El invierno llegó y mi estómago se abultó con el fruto de nuestro amor. Los vientos fríos me obligaban a quedarme adentro, y las mucamas atendían cada una de mis necesidades. Pasé varios días cosiendo frente al fuego, cantando canciones suavemente durante horas y horas.
Y entonces, una noche, lo sentí.
El dolor fue inmenso, como si hubiera sido rasgada desde adentro. Grité por mis mucamas, y una tomó mi brazo y trató de llevarme a mi cuarto. Otra corrió a buscar a Edward, y este vino estrellándose a través de la puerta; su comportamiento salvaje plagado de miedo y ansias. Tomó mi otro brazo y me llevaron gimiendo por las escaleras, lamentándome y resoplando en el trayecto. Cuando finalmente estaba a salvo en mi cama, el doctor vino. Comenzó con lo suyo y me ordenó pujar y respirar mientras Edward sostenía mi mano; los dos estábamos empapados de sudor. De repente, el doctor paró.
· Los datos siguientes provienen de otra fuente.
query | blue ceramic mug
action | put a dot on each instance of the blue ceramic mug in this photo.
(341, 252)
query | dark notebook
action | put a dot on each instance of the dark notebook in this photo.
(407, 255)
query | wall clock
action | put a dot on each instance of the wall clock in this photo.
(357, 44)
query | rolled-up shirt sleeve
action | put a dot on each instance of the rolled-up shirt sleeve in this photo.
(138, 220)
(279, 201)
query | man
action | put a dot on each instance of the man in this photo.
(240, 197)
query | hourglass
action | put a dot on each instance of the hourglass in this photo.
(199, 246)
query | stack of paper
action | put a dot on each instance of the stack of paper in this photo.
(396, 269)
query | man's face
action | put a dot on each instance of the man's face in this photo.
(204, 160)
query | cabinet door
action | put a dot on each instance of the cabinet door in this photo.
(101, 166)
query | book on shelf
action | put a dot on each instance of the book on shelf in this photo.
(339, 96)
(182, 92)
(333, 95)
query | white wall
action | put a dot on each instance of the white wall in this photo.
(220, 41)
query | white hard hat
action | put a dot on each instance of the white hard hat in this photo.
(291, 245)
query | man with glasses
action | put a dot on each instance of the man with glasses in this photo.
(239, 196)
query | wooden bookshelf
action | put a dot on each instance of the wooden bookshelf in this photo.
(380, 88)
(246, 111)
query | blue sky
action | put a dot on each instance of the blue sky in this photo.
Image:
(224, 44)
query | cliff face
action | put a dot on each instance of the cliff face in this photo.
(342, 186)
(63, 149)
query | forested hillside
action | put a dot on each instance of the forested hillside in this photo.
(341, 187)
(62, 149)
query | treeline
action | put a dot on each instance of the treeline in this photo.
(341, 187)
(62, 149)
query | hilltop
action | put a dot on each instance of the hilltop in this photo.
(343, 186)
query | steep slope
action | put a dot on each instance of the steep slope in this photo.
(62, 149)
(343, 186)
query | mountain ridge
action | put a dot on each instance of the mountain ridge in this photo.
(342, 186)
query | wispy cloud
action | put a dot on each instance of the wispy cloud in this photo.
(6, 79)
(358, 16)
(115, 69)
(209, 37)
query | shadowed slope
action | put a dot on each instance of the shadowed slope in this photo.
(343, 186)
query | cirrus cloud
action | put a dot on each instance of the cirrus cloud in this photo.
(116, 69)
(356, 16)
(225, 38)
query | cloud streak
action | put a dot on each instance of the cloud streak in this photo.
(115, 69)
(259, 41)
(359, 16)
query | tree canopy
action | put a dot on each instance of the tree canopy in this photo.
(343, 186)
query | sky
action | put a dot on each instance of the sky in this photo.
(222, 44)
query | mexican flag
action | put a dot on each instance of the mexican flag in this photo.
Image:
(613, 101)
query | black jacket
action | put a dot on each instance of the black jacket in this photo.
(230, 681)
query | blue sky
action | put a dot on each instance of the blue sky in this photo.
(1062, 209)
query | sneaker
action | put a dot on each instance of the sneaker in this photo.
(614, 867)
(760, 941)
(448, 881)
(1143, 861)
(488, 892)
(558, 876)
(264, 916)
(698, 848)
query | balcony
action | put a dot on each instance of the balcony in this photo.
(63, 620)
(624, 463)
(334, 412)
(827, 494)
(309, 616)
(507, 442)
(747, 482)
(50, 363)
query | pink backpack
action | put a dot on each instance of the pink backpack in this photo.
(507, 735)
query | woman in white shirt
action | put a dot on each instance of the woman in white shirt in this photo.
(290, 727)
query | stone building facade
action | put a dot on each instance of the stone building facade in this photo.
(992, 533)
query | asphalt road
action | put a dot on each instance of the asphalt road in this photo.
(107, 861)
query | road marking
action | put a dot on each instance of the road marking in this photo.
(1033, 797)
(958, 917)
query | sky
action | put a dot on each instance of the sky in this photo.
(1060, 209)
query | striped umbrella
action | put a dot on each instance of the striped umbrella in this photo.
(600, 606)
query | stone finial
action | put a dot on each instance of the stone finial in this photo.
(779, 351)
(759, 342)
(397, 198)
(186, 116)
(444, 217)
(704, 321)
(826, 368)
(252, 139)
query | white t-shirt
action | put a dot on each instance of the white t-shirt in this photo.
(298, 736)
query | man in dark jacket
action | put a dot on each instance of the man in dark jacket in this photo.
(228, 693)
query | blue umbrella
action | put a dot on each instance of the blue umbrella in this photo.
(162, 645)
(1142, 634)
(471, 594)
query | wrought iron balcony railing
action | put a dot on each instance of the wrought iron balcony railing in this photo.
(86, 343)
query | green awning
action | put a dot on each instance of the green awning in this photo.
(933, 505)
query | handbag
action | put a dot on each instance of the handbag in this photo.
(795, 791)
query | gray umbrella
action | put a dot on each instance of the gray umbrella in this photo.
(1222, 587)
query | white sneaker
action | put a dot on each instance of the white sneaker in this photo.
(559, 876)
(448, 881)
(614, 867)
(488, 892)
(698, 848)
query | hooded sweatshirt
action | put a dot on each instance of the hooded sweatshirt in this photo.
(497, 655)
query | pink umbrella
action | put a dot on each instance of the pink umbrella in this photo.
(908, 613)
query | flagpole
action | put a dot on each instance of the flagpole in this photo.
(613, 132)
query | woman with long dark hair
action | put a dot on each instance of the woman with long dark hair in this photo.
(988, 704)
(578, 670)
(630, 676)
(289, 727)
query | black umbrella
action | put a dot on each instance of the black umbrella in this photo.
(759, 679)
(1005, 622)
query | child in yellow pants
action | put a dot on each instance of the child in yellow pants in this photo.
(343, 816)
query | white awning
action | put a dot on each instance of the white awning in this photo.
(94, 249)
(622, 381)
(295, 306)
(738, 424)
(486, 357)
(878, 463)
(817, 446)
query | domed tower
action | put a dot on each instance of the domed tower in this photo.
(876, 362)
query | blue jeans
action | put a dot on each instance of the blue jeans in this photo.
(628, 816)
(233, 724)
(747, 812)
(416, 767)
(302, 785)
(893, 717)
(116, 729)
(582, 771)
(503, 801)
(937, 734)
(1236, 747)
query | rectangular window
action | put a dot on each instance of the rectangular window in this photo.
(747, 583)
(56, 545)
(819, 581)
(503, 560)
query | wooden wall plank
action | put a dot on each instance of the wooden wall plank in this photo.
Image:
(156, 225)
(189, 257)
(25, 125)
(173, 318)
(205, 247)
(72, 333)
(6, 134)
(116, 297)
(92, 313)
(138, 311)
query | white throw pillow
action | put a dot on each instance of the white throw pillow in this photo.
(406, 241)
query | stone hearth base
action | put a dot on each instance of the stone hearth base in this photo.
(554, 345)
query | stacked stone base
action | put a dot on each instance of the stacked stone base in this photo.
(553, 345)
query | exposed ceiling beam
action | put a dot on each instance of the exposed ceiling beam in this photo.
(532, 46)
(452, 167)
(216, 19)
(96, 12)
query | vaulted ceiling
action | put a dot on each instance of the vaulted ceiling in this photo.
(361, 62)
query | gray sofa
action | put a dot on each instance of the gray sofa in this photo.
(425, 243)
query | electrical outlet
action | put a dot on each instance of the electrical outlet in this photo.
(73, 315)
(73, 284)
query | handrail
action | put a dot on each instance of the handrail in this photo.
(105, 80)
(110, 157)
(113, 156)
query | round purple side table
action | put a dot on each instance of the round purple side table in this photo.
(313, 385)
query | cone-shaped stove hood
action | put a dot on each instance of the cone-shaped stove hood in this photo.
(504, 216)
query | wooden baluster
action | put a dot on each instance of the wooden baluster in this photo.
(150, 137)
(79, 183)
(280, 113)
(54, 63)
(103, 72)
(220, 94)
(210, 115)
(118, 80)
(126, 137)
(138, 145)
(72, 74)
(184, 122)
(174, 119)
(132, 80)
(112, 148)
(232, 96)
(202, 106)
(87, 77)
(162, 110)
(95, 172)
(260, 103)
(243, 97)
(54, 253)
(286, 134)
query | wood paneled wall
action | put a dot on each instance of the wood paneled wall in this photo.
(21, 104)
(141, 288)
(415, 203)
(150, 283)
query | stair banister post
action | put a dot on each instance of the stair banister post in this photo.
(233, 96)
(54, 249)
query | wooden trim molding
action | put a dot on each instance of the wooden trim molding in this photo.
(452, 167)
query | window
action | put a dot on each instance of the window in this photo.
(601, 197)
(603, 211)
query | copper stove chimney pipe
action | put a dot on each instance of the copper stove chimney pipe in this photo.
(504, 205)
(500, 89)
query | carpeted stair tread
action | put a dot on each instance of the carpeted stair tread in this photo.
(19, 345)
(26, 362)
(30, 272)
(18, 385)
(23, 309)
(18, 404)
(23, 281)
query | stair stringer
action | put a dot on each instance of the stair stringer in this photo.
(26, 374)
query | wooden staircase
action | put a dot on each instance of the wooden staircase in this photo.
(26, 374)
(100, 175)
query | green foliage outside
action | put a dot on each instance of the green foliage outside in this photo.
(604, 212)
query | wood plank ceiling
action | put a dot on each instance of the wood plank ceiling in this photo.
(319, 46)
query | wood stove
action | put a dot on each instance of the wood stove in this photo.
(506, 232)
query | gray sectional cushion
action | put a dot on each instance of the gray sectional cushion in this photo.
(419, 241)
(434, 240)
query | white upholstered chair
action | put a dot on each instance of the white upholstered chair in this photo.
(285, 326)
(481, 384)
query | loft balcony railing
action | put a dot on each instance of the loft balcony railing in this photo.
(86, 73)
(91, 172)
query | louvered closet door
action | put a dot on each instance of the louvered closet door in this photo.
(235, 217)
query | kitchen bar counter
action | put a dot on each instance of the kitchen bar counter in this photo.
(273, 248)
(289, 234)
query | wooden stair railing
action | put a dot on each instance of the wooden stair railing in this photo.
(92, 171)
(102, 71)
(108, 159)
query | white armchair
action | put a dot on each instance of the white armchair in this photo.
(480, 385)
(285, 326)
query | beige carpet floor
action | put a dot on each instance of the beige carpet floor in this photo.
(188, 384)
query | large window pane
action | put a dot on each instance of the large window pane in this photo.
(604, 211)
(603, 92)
Habló silenciosamente con la partera y acompañó a Edward afuera del cuarto. Este protestó como nunca, gritando por encima de su hombro: «¡Estoy contigo, Johanna!».
Sonreí a través de las hebras de mi pelo húmedo y lo calmé: «No temas por mí, Edward. Estaré a salvo aquí». Mi voz, aunque rasgada por el dolor, sonó sorpresivamente tranquila
Esa fue la última vez que verdaderamente vi a Edward. El doctor dijo que estaba sangrando demasiado y que no podía pararlo. Lloré: «¡Mi bebé! ¿Mi bebé va a vivir?», pero lo juro por mi vida que no puedo recordar si me contestó. En ese instante, el mundo pareció haberse entumecido. El dolor continuaba, pero menos intenso, como un cuchillo romo. El cuarto pareció tornarse gris ante mis ojos. Podía ver al doctor levantando a mi bebé en una manta empapada con sangre, pero todo lo que pude escuchar fue el colosal zumbido en mis oídos, y no supe si la criatura lloró. La oscuridad se intensificó desde las esquinas de mis ojos, como si estuviera cayendo por un agujero sin fin, y, finalmente, me envolvió por completo.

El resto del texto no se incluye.